S-T school leader asks for whistle-blower protection
by Jason Collins
Oct 14, 2013 | 535 views | 0 0 comments | 29 29 recommendations | email to a friend | print
SKIDMORE – Skidmore-Tynan Superintendent Dr. Brett Belmarez writes that he is formally seeking protection under the whistle-blower act.

“As the superintendent of schools in Skidmore-Tynan ISD, I can and very well may be subject to attempted retaliation by my employer for making this report,” Belmarez writes in a letter dated Sept. 30 to District Attorney Jose Aliseda.

Following a four-hour executive session, trustees unanimously approved an investigation into allegations made by the superintendent.

“I move the board authorize the board president and legal counsel to proceed with retaining an appropriate person to conduct an investigation of allegations made by the superintendent in accordance with board policy DIA local,” Trustee Troy Hughes said.

DIA local, according to information on the district’s website, deals with employee welfare and freedom from discrimination, harassment and retaliation.

Board President James Bennett said that he could not discussion the allegation as it is part of an ongoing investigation

This all stems from Belmarez’s filing a complaint that members of the board met illegally earlier this year — in violation of the open meetings act.

In a letter dated April 25 to Belmarez, Aliseda said that the open meetings violation complaint was handed over to County Attorney Mike Knight.

“This letter is to advise you that Open Meetings Action violations are misdemeanors and therefore prosecuted by the Bee County attorney,” Aliseda wrote in the letter, released by the school district in response to a freedom of information request.

This all dates back to April when Belmarez first made his concerns known.
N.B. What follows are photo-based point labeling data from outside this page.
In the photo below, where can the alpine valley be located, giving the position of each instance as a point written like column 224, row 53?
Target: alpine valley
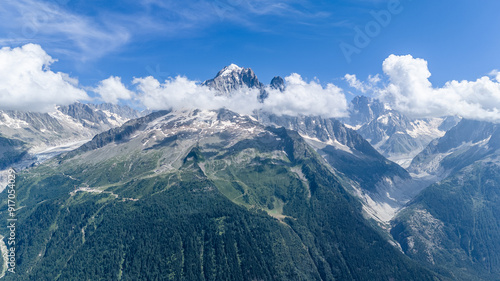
column 105, row 192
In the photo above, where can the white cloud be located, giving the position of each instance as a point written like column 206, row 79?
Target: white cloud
column 495, row 74
column 299, row 97
column 305, row 98
column 363, row 87
column 27, row 83
column 112, row 89
column 411, row 92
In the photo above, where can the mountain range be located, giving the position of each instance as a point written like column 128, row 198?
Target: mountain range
column 108, row 192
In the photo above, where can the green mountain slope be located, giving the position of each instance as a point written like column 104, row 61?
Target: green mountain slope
column 196, row 196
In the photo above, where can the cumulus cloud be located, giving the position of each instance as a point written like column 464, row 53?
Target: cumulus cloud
column 182, row 93
column 410, row 91
column 361, row 86
column 27, row 83
column 299, row 97
column 495, row 74
column 306, row 98
column 112, row 89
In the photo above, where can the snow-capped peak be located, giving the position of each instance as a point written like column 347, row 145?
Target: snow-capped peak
column 232, row 68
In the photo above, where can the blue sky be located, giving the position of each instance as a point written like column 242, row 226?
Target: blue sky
column 425, row 58
column 459, row 39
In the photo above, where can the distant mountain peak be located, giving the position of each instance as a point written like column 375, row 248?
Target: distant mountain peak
column 230, row 69
column 232, row 78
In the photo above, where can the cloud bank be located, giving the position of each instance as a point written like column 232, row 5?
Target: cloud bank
column 299, row 97
column 27, row 83
column 410, row 91
column 112, row 89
He cautioned the board at that time that “others” may have participated in what the open meetings act terms a “walking quorum,” in which members of a board use social media to discuss and decide on subjects that should be addressed in a public meeting.

In the letter to the DA, released as part of the open records request, Belmarez writes, “Please understand that there are not just specific events, but a pattern that should be examined to reveal an ongoing violation pattern using new technologies. The methodology for these violations of the act mostly involves using new technologies that are deceptive and inventive. It is as if they can only be planned and organized by one who is trained and skilled in the art of deception.”

The letter alleges that a quorum of trustees met to discuss school issues that should be talked about only during a posted, public board meeting.

According to the letter, “When these combined meetings are held in a manner that is the same as an ongoing board meeting, there is no written notice of the date, hour, place and subject of the meeting in order to make the meeting open to the public.”

Belmarez excluded both Trustee Gabriel Soto and now former board president Keith Petrus from the accusation.

The letter concludes, “Diligent observation of these actions has led to the conclusion that a majority of Skidmore-Tynan ISD school board trustees are in a behavioral pattern that makes these violations of the act the normal operating procedure for a majority of the board of trustees. ‘Walking quorums,’ ‘rolling board meetings,’ and a ‘shadow board of trustees’ are discussing and making decisions about school district matters in a secretive, yet sophisticated manner.”

Belmarez said that these recent actions by the board have had adverse effects on the district and the schools.

The letter further reads, “It should also be noted that there is public knowledge that three sitting trustees have spouses who have displayed animosity toward the district’s administration, primarily the superintendent of schools.

“These individuals previously resigned their employment from the district and continue to display ill will toward school district decision-makers...

“The Skidmore-Tynan ISD governmental operation is being negatively affected.

“Students are now realizing the negative effects of these reported actions, and good employees and the trusting public are turned off and ‘chased off’ by not having an open and transparent government accessible to all.”